Mallampati III ou IV
Mandíbula
Obeso
Radiação / Ronco / Apneia obstrutiva do sono.
Barba
Idade > 55
Dentes ausentes
O MÓRBIDO é um recurso de memória, em português, para lembrar à beira-leito os fatores associados à ventilação sob máscara difícil — a situação em que a ventilação com máscara facial e balão não produz troca gasosa adequada após a indução anestésica. Não é um escore com pontuação: reúne, em uma única palavra, os preditores clínicos que devem ser procurados na avaliação pré-anestésica para antecipar a dificuldade e preparar o plano de resgate.
Cada letra recupera um preditor já descrito na literatura, e a maioria atua comprometendo a vedação da máscara ou a permeabilidade da via aérea superior. A barba impede o selo da máscara; a ausência de dentes faz as bochechas colabarem e dificulta o apoio; obesidade e ronco/apneia obstrutiva do sono refletem tecido faríngeo redundante e maior colapsabilidade; Mallampati III ou IV e a limitação da protrusão mandibular sinalizam pouco espaço orofaríngeo; idade > 55 anos e sexo masculino elevam o risco de forma independente. As alterações cutâneas por radiação cervical são o achado mais fortemente associado à ventilação impossível.
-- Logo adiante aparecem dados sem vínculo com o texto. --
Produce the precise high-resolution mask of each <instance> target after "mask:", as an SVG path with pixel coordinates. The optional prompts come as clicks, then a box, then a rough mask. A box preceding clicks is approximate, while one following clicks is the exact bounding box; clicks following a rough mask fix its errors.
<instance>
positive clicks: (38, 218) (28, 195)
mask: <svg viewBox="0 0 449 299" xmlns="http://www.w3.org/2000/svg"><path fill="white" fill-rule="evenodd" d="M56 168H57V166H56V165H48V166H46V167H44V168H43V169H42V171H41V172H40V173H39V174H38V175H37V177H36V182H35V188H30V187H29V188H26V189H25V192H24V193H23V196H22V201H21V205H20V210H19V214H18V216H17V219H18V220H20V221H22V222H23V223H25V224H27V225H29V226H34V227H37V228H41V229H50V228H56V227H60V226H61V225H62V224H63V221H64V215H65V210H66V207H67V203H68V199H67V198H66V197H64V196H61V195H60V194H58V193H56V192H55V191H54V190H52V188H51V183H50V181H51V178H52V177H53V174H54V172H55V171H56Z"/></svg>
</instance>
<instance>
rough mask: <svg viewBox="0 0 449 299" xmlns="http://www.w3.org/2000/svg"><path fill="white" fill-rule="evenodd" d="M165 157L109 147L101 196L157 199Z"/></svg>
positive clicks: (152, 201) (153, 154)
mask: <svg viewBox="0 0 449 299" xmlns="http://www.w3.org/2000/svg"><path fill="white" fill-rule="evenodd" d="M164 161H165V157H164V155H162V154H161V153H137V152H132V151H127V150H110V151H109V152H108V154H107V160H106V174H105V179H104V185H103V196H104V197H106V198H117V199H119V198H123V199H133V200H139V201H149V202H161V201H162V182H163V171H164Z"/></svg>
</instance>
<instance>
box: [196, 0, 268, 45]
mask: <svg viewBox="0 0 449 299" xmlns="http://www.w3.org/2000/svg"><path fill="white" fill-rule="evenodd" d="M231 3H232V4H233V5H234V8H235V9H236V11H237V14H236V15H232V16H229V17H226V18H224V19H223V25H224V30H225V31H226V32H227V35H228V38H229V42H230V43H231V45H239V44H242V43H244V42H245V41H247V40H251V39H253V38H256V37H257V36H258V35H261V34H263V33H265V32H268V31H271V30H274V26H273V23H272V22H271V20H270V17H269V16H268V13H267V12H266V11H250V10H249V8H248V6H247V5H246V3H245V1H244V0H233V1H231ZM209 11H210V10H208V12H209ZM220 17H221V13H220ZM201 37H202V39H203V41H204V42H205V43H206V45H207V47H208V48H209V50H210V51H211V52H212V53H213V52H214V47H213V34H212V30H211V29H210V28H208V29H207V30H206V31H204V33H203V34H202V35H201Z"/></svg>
Diferente de um escore, o mnemônico não gera número nem ponto de corte: a leitura é qualitativa. Quanto mais fatores presentes — sobretudo em combinação —, maior a probabilidade de dificuldade, e mais se justifica preparar técnica com duas mãos, cânula orofaríngea ou nasofaríngea, dispositivo supraglótico à mão e evitar apneia prolongada. Quando o objetivo é uma estimativa quantitativa do mesmo desfecho, o escore DIFFMASK, também disponível neste site, pondera esses achados em pontos. A radiação cervical, o sexo masculino, a apneia do sono, o Mallampati III/IV e a barba são os fatores mais ligados à ventilação impossível.
Use na avaliação pré-anestésica e imediatamente antes da indução, ao lado dos preditores de intubação difícil (Mallampati, distância tireomentoniana, abertura bucal). É um auxílio de memória, não uma ferramenta validada isoladamente: a presença dos fatores não confirma a dificuldade, nem a ausência deles a exclui. Os preditores têm especificidade limitada e a decisão final é clínica. Diante de dificuldade prevista ou inesperada, siga o algoritmo de via aérea difícil do seu serviço.
Referência: Langeron O et al. Prediction of difficult mask ventilation. Anesthesiology. 2000;92(5):1229-1236. · Kheterpal S et al. Prediction and outcomes of impossible mask ventilation. Anesthesiology. 2009;110(4):891-897.